Estaríamos melhor ainda lutando com porretes e pedras.
Quanto mais rápido eu voltar para o número 219 da North Delaware, em Independence, melhor eu e todo este maldito país ficaremos.
A não ser que aquele filho da puta do Dewey queira concorrer para presidente de novo. Como Lincoln disse, prefiro engolir uma cadeira de balanço de chifres de cervo do que deixar aquele desgraçado ser presidente.
É a única coisa que me manterá aqui quando tiver terminado o mandato do Sr. Roosevelt.

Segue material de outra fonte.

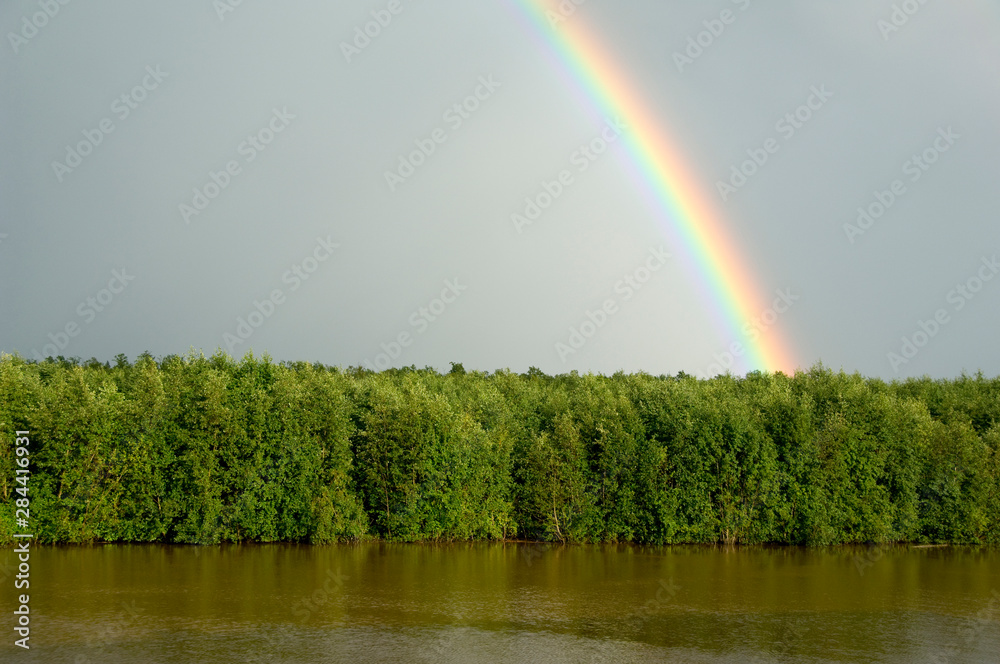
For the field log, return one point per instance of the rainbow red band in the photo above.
(693, 219)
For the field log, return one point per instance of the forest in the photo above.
(205, 450)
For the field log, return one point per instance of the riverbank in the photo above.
(207, 450)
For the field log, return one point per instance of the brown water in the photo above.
(508, 603)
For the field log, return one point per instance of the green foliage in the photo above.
(206, 450)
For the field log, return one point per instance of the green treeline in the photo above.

Quanto mais cedo eu começar essa caçada, mais rapidamente poderemos deixar para trás a Guerra Mundial Número Dois.
Ele pegou o telefone.
– Ligue para o Estado-maior – disse.
– Major Truman falando.
– Major, é o outro Truman, seu chefe. Coloque o general Ostrander ao telefone, por favor.
Enquanto esperava, olhou através do ventilador da janela (detestava ar-condicionado) para as árvores. O céu tinha aquele tipo de azul que rapidamente fica alaranjado no verão.
Ele olhou para o relógio na parede: 10h23, horário de verão no Leste. Que dia. Que ano. Que século.
– Aqui é o general Ostrander, senhor.
– General, acabaram de jogar outro fardo de feno em cima de nós...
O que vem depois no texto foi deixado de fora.